When he first asked me out with all those journalists’ lights flashing and the barking of the detectives in the background, I thought I was imagining it, that it was a hallucination from my concussion or the other trauma I’d gone through that day.
But no. It had been real. And even though I was in the car with him now, it was still hard to believe that it was actually happening.
After all, I had technically conned him when we first met, and I wasn’t rich by any means.
At least not compared to any of the great families.
I wasn’t refined. I wasn’t a debutante. I wasn’t a shifter.
I wasn’t demure. I wasn’t like any of the matches that had probably been suggested to him for a mating contract.
But that didn’t seem to matter to him, so I decided not to let it matter to me. I liked Paul for his kindness, his bravery, for the way he looked out for the people around him, for the way he bantered with me and accepted me for who I was.
It didn’t hurt that he was also hot as fuck.
And speaking of banter, we did exactly that until we pulled up to a fancy afternoon tea place. I wasn’t quite sure what to think of that, until we walked inside and I realized they had an oyster bar as well as crab and lobster available.
“Have as much as you want,” Paul said once we were seated at an upscale table, not a single booth in sight.
I think I’m in love?
For the first time in, well, ever, I ate as much expensive seafood as I could stomach, and it wasn’t even at an all-you-can-eat place!
It was quite the gluttonous experience, and I grew self-conscious and was worried Paul would be grossed out, but when I looked over at him, he looked pleased as punch.
And that was when I remembered he was a freaking wolf shifter. Not only could he keep up with my voracious consumption of delicious sea boogers and bugs, but he could likely triple it and not even be uncomfortably full.
Hell yeah.
I definitely felt fancy and very full afterward, but much to my gratitude, Paul didn’t seem in a hurry to go. I knew I could have just asked him if we could sit around for a bit while I digested, but it meant a lot that I didn’t even need to.
“So, what’s it feel like now that the secret is out?”
I finished sipping the wine I’d ordered.
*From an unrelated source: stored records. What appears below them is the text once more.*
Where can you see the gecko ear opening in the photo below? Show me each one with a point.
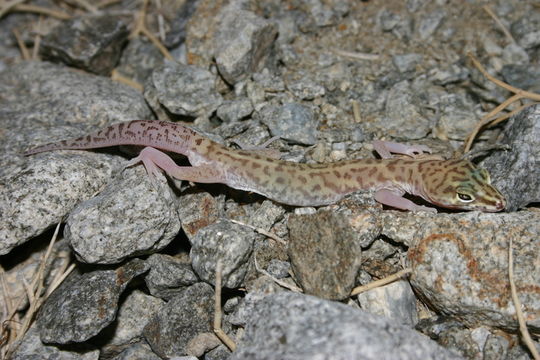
(464, 196)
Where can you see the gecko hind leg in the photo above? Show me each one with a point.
(156, 161)
(386, 148)
(395, 199)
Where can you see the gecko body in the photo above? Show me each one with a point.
(454, 184)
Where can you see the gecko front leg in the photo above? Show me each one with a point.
(155, 160)
(394, 198)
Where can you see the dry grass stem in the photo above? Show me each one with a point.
(381, 282)
(356, 111)
(276, 280)
(526, 336)
(140, 28)
(25, 53)
(42, 10)
(225, 339)
(83, 4)
(499, 23)
(490, 118)
(36, 294)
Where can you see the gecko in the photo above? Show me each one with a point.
(452, 184)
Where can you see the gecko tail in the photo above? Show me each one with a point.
(159, 134)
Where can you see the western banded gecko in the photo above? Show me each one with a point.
(453, 184)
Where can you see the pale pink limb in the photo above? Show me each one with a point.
(155, 160)
(395, 199)
(385, 148)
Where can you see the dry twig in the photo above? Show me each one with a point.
(25, 53)
(42, 10)
(36, 294)
(262, 231)
(375, 284)
(225, 339)
(499, 23)
(356, 55)
(490, 118)
(276, 280)
(517, 304)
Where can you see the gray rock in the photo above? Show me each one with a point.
(261, 288)
(403, 115)
(234, 110)
(324, 255)
(181, 321)
(456, 116)
(460, 264)
(45, 190)
(407, 62)
(395, 301)
(116, 224)
(43, 102)
(181, 12)
(305, 89)
(219, 353)
(525, 77)
(133, 315)
(85, 304)
(137, 351)
(92, 43)
(266, 215)
(31, 347)
(198, 210)
(139, 59)
(526, 30)
(223, 241)
(268, 81)
(168, 276)
(278, 269)
(448, 74)
(379, 250)
(294, 326)
(430, 22)
(515, 172)
(242, 43)
(183, 90)
(496, 347)
(387, 19)
(292, 122)
(515, 54)
(326, 14)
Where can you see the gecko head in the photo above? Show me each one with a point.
(461, 185)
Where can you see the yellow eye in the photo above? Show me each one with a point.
(484, 173)
(465, 197)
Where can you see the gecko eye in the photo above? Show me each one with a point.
(465, 197)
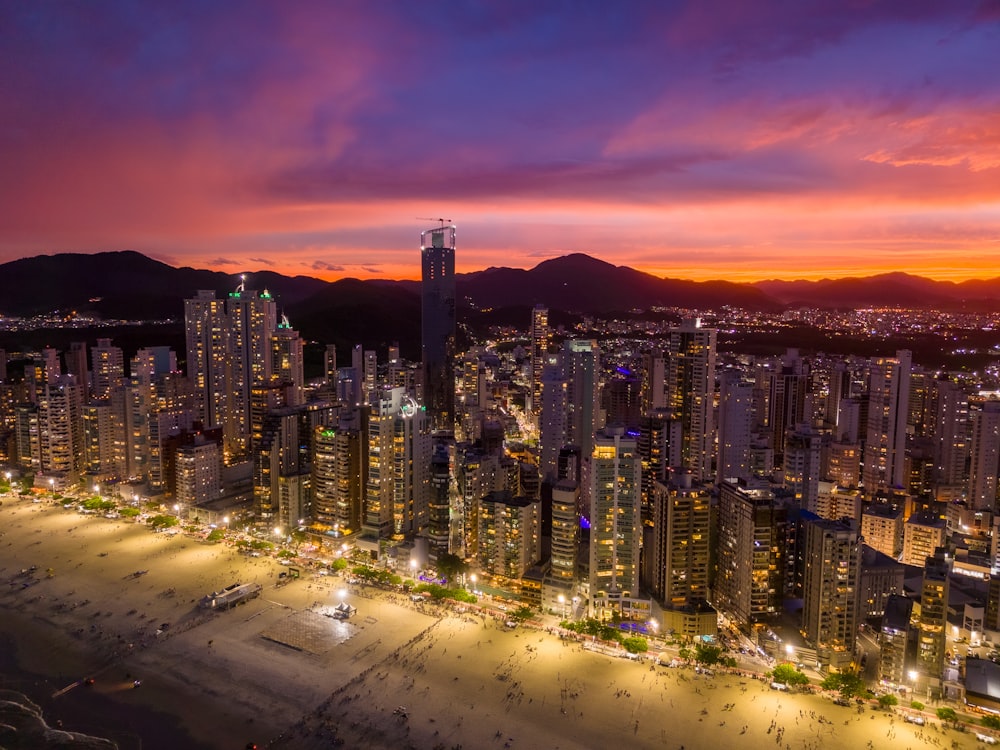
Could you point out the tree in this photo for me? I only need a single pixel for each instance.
(521, 614)
(887, 700)
(789, 675)
(947, 713)
(451, 566)
(163, 522)
(707, 655)
(635, 644)
(848, 684)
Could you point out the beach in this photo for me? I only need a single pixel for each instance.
(110, 600)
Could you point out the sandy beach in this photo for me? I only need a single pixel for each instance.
(121, 604)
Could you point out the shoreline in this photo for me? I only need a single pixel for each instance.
(278, 672)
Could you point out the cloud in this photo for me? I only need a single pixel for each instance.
(322, 265)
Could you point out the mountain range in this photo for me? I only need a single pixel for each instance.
(129, 285)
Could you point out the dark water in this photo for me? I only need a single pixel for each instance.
(90, 712)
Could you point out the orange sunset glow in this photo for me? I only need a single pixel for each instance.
(733, 143)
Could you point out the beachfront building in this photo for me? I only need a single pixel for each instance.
(830, 616)
(933, 621)
(753, 529)
(399, 459)
(510, 535)
(678, 558)
(613, 481)
(561, 579)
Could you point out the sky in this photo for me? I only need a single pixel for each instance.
(711, 139)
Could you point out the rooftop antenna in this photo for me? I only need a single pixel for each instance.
(443, 221)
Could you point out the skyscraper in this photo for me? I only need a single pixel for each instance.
(399, 460)
(613, 483)
(679, 562)
(540, 335)
(750, 582)
(437, 292)
(690, 383)
(735, 422)
(888, 408)
(581, 360)
(985, 468)
(830, 588)
(229, 352)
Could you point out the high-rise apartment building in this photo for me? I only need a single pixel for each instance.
(984, 488)
(830, 614)
(790, 400)
(562, 577)
(338, 478)
(803, 452)
(613, 482)
(287, 362)
(539, 336)
(552, 417)
(439, 502)
(198, 472)
(888, 409)
(399, 457)
(752, 548)
(690, 385)
(581, 361)
(735, 427)
(894, 642)
(923, 533)
(228, 353)
(679, 559)
(107, 369)
(437, 256)
(933, 621)
(949, 429)
(510, 534)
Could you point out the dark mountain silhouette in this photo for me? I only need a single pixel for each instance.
(897, 289)
(580, 283)
(125, 284)
(129, 285)
(349, 312)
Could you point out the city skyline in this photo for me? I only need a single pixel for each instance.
(681, 140)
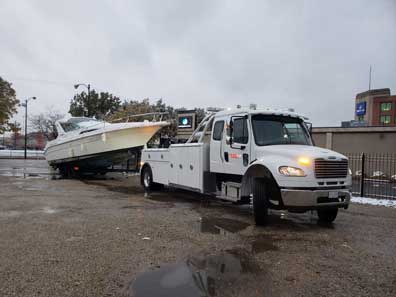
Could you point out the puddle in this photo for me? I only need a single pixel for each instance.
(373, 201)
(202, 276)
(222, 226)
(17, 213)
(263, 244)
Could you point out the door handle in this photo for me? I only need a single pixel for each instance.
(245, 159)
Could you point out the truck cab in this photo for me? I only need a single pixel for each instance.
(264, 157)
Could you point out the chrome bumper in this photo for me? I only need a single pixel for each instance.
(312, 199)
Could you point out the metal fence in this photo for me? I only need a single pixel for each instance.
(374, 175)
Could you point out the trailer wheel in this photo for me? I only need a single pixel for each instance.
(260, 202)
(327, 215)
(147, 180)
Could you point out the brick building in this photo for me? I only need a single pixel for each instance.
(376, 108)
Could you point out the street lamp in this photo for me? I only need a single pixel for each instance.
(88, 86)
(25, 105)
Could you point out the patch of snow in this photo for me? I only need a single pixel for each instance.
(372, 201)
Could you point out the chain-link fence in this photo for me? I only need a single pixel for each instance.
(373, 174)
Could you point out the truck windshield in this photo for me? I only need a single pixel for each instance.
(275, 130)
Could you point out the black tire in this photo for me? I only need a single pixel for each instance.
(260, 202)
(327, 215)
(147, 180)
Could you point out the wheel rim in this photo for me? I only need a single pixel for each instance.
(147, 179)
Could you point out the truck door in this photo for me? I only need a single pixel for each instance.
(216, 143)
(236, 146)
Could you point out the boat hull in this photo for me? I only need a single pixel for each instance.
(97, 143)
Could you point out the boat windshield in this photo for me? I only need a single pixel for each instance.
(274, 130)
(79, 123)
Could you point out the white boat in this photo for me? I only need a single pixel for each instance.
(91, 143)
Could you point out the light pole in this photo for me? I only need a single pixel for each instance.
(88, 86)
(25, 105)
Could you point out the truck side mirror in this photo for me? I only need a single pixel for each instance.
(309, 127)
(229, 132)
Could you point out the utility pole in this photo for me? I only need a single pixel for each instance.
(88, 86)
(25, 105)
(370, 79)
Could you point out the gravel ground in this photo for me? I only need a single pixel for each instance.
(106, 237)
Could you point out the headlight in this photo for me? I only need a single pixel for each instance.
(291, 171)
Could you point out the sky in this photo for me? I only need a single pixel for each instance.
(313, 56)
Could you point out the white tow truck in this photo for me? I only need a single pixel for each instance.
(262, 156)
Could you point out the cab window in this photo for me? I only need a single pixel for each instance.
(218, 130)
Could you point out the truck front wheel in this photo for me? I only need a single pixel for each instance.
(260, 202)
(327, 215)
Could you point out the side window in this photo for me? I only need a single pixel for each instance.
(240, 131)
(218, 130)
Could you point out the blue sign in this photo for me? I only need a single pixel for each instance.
(361, 108)
(185, 122)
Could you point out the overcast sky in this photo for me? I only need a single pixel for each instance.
(313, 56)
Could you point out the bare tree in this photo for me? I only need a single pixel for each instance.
(45, 122)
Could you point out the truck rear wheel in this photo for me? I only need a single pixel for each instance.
(260, 202)
(327, 215)
(147, 180)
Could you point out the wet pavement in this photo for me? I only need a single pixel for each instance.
(103, 236)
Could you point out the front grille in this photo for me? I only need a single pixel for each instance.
(331, 168)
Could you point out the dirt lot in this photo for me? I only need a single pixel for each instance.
(106, 237)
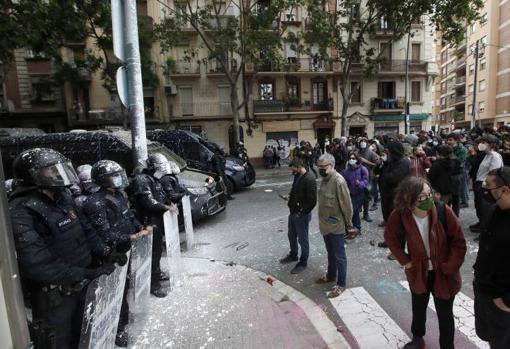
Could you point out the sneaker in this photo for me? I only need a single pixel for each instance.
(324, 280)
(289, 259)
(298, 268)
(121, 339)
(416, 343)
(337, 291)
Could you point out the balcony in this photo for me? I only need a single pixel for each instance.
(296, 65)
(185, 70)
(399, 66)
(387, 105)
(179, 110)
(284, 107)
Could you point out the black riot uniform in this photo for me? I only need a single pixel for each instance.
(151, 203)
(114, 221)
(55, 247)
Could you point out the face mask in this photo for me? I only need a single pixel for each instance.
(426, 204)
(323, 173)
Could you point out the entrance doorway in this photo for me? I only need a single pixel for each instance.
(356, 131)
(322, 134)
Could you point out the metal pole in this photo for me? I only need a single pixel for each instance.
(474, 108)
(406, 92)
(135, 86)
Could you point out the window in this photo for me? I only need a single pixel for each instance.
(415, 53)
(482, 85)
(194, 151)
(356, 92)
(416, 91)
(483, 64)
(266, 91)
(386, 89)
(481, 107)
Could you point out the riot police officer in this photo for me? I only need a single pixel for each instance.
(151, 203)
(115, 222)
(55, 247)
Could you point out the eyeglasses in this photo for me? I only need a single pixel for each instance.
(424, 197)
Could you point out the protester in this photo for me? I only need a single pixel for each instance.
(301, 201)
(491, 161)
(357, 179)
(55, 267)
(492, 275)
(432, 258)
(335, 212)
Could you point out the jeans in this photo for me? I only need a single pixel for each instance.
(492, 324)
(337, 260)
(464, 190)
(357, 204)
(444, 309)
(298, 233)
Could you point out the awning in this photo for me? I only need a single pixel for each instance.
(399, 117)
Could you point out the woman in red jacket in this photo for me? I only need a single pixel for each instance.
(432, 258)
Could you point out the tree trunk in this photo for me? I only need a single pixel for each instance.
(234, 103)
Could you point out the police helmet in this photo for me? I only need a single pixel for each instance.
(159, 163)
(109, 174)
(45, 168)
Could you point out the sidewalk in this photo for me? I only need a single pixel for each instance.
(222, 306)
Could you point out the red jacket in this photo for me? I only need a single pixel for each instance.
(447, 251)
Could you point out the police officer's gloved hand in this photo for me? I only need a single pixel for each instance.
(105, 269)
(119, 258)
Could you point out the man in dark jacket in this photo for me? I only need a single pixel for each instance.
(394, 169)
(302, 199)
(492, 275)
(54, 246)
(152, 203)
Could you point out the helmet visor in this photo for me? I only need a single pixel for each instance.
(58, 175)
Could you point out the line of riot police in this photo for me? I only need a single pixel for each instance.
(71, 228)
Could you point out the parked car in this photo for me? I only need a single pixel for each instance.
(198, 152)
(207, 199)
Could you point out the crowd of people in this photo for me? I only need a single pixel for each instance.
(421, 182)
(70, 227)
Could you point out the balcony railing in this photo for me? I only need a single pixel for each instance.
(296, 65)
(399, 65)
(279, 106)
(200, 109)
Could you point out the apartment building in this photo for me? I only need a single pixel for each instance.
(471, 91)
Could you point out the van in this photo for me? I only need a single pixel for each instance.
(207, 199)
(198, 152)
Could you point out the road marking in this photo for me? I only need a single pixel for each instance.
(369, 324)
(463, 311)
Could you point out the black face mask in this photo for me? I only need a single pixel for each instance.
(488, 196)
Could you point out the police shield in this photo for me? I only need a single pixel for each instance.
(102, 309)
(188, 223)
(173, 248)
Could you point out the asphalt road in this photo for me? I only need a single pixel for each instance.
(257, 219)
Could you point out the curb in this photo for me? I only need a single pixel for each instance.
(324, 326)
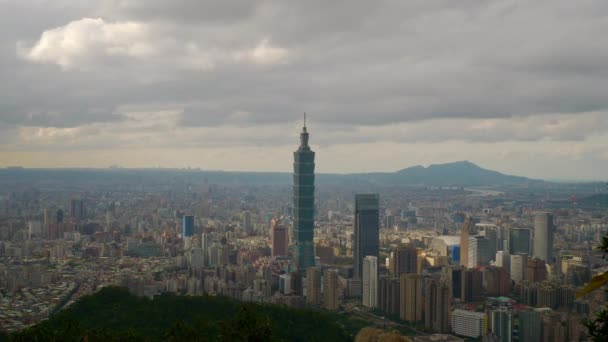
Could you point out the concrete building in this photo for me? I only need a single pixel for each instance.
(303, 203)
(536, 270)
(437, 305)
(388, 296)
(403, 260)
(464, 240)
(331, 291)
(187, 226)
(313, 280)
(478, 254)
(469, 323)
(410, 304)
(543, 236)
(366, 237)
(246, 223)
(370, 281)
(501, 324)
(519, 240)
(280, 238)
(518, 263)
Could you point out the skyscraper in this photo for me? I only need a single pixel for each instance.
(404, 259)
(518, 264)
(437, 305)
(303, 202)
(279, 238)
(366, 231)
(464, 241)
(313, 280)
(543, 236)
(530, 325)
(410, 306)
(501, 324)
(247, 225)
(519, 240)
(370, 281)
(187, 226)
(331, 298)
(478, 251)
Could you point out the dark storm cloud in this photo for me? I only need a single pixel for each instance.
(351, 63)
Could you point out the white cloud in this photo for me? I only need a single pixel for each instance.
(95, 44)
(264, 53)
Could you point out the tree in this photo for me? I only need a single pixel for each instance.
(597, 327)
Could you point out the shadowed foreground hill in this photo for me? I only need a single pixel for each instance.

I wasn’t the biggest drinker, as I didn’t really like how it reacted with my medicine, but the place was just so fancy that it called for nursing the few ounces of rosé I could handle.
“What do you mean?”
“I mean, you no longer pretending to be a precognitive psychic and showing the world how incredible an empath can be.”
I was grateful for my full coverage foundation concealing just how much I was blushing. Normally, I could handle compliments with a thank-you and a witty retort, but normally compliments came from people I didn’t have a raging crush on.
“It’s interesting, that’s for certain. I got some emails from previous clients who were livid about me deceiving them, and I just went ahead and gave them refunds because they were right.
And then there were a few who messaged me because they were curious how I could have known so many things if I wasn’t a traditional psychic. ”
“I’ve been there myself. When you first told me the truth, I was sure it was a trick, because there was no way you could know all those things you’d said about me at our first meeting if you weren’t psychic.”
Man, thinking back to when I’d first laid eyes on the man was almost like an entirely different lifetime.
I’d clocked that he was handsome right off the bat—I would have had to be blind not to—but it had been that incredibly tight-laid brick wall of protection that had intrigued me.
It was crazy to think there wasn’t a single brick between us now.
He was open as a book, and I did not take that lightly.
Him trusting me so much still made me want to be a better person, but now I felt like I was actually in the process of doing so.
“Obviously, I now know there are many different powers oracles can have, but at the time, I struggled to wrap my head around it.”
“I mean, that could have also been because we were being chased by bloodthirsty criminals at the time.”